The Calcutta Municipal Corporation (CMC) has an advertisement department but it rarely checks the engineering or the structural design of a standalone hoarding. “The department’s main function is to earn revenue for the civic body,” a CMC official said.

Sahu said if the steel framework was not robust, it was unlikely to withstand strong winds.

The problem with the city’s trees is somewhat similar, felt naturalists. The CMC prunes trees before every monsoon, but the pruning is done very casually and without trying to maintain any balance among all sides of the tree.

“There is no proper supervision. The side that is easily accessible is readily pruned. But the other side is never trimmed. As a result, the side where branches are not pruned become heavier,” said naturalist Arjan Basu Roy. During strong winds, trees topple on the heavier side.
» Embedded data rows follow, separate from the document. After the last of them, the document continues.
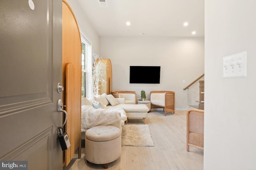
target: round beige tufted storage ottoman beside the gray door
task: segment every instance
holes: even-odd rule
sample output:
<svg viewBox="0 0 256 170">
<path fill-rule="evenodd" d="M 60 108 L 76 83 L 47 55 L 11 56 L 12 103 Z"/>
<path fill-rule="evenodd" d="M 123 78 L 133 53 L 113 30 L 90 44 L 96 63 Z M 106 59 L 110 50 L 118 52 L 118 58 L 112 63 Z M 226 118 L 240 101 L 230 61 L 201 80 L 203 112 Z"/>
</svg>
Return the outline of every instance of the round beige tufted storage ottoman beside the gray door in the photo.
<svg viewBox="0 0 256 170">
<path fill-rule="evenodd" d="M 85 133 L 86 160 L 108 168 L 108 163 L 121 156 L 121 133 L 121 129 L 112 125 L 88 129 Z"/>
</svg>

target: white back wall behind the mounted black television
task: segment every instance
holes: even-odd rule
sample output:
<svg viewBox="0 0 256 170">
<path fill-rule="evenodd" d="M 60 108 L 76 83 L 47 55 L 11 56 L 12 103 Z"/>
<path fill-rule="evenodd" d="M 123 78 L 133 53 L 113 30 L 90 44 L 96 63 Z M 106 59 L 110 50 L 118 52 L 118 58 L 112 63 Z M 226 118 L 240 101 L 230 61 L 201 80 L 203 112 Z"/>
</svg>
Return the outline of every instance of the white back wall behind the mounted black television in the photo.
<svg viewBox="0 0 256 170">
<path fill-rule="evenodd" d="M 170 90 L 175 108 L 187 108 L 188 84 L 204 73 L 204 38 L 100 37 L 100 55 L 112 63 L 112 90 Z M 161 66 L 160 84 L 130 84 L 130 66 Z M 143 76 L 146 73 L 138 73 Z M 186 83 L 182 83 L 186 80 Z M 199 83 L 194 85 L 199 91 Z"/>
</svg>

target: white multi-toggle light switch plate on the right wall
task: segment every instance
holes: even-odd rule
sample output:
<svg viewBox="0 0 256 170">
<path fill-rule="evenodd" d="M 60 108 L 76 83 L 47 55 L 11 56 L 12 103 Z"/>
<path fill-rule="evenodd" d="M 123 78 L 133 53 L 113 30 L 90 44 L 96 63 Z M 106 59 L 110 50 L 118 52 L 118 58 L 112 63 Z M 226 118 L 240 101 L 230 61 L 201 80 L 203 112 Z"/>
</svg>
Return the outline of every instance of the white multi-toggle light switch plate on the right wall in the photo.
<svg viewBox="0 0 256 170">
<path fill-rule="evenodd" d="M 247 53 L 237 53 L 223 57 L 223 77 L 236 78 L 247 76 Z"/>
</svg>

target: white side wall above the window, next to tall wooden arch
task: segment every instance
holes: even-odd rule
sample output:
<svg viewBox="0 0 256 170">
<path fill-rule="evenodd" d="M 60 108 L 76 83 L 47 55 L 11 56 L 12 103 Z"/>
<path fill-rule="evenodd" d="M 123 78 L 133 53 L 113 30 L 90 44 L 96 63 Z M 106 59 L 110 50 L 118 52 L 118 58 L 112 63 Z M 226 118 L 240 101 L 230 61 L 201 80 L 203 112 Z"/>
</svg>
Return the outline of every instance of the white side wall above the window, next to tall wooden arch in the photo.
<svg viewBox="0 0 256 170">
<path fill-rule="evenodd" d="M 87 19 L 79 2 L 77 0 L 66 1 L 70 5 L 72 11 L 74 12 L 74 15 L 76 16 L 80 31 L 86 36 L 86 38 L 88 38 L 90 43 L 92 43 L 93 52 L 98 54 L 100 52 L 100 38 L 98 36 L 98 33 L 94 30 L 90 21 Z"/>
</svg>

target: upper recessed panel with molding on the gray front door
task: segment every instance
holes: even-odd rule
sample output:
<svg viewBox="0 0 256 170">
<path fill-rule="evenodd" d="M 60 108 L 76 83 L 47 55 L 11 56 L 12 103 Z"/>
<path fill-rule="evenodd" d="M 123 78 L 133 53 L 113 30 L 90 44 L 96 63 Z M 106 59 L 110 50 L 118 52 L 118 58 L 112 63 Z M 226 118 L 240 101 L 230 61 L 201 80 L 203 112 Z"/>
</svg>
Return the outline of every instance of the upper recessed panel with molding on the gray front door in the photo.
<svg viewBox="0 0 256 170">
<path fill-rule="evenodd" d="M 34 11 L 28 9 L 27 3 L 16 1 L 13 1 L 12 3 L 3 3 L 4 4 L 2 5 L 5 6 L 5 8 L 1 9 L 1 12 L 6 14 L 6 16 L 14 18 L 10 18 L 12 20 L 4 20 L 3 24 L 12 25 L 12 27 L 8 29 L 4 29 L 4 27 L 0 28 L 0 32 L 4 32 L 1 39 L 8 39 L 8 41 L 1 44 L 1 48 L 9 51 L 8 54 L 6 53 L 1 56 L 3 57 L 3 61 L 5 61 L 2 64 L 7 65 L 8 67 L 4 65 L 1 66 L 0 63 L 0 72 L 8 72 L 9 75 L 3 75 L 4 81 L 0 82 L 0 117 L 20 113 L 25 109 L 33 109 L 52 103 L 54 89 L 52 86 L 54 82 L 53 0 L 34 2 L 36 7 L 40 6 L 40 8 L 42 8 L 41 10 L 46 11 L 47 15 L 45 18 L 40 17 L 39 8 Z M 19 5 L 14 6 L 13 3 L 19 3 Z M 14 8 L 12 12 L 16 13 L 16 15 L 8 15 L 8 10 L 11 8 Z M 26 9 L 26 12 L 24 12 L 22 8 Z M 24 16 L 20 15 L 20 13 Z M 20 20 L 17 20 L 19 18 L 16 16 L 24 17 L 26 18 L 26 21 L 20 22 Z M 0 19 L 1 18 L 2 16 L 0 16 Z M 30 22 L 28 20 L 30 20 Z M 40 26 L 35 24 L 38 22 L 41 22 L 42 24 L 40 24 Z M 17 25 L 19 29 L 17 29 Z M 45 27 L 42 25 L 45 25 Z M 25 34 L 21 30 L 30 30 L 31 32 Z M 38 32 L 40 33 L 38 34 Z M 35 35 L 37 35 L 37 38 L 35 38 Z M 22 46 L 24 46 L 23 48 L 16 49 L 16 46 L 13 46 L 12 42 L 19 42 L 20 39 L 26 43 L 22 44 Z M 38 40 L 40 40 L 42 48 L 36 46 L 38 45 Z M 30 53 L 28 53 L 28 51 L 30 51 Z M 22 58 L 22 55 L 29 55 L 29 57 Z M 19 57 L 17 58 L 17 56 Z M 38 79 L 38 77 L 42 79 Z M 31 82 L 30 80 L 34 81 Z"/>
</svg>

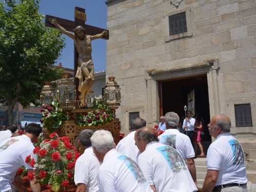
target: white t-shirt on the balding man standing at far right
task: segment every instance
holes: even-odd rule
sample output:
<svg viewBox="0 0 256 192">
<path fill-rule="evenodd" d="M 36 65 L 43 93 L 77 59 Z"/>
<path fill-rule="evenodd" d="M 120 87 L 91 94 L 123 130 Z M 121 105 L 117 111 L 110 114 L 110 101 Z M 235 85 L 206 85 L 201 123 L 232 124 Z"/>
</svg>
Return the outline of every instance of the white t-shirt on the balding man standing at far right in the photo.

CMC engineers have admitted that cables hanging from a pole make it unstable, increasing the risk of toppling. “If there is only the pole standing, winds pass by its two sides. But when cables hang from a pole, the wind gets blocked by the wire mesh and that puts the pole under greater stress,” a CMC engineer said.

Another designer pointed out that New Town was an example in contrast. There is no advertising panel with steel frames and the street lights do not have any overhead cable hanging from them.

“We do not allow advertising on the Main Arterial Road. Even in the lanes off the arterial road, there are very stringent rules in place, a reason why advertisements are almost non-existent in the city,” said an official of New Town Kolkata Development Authority.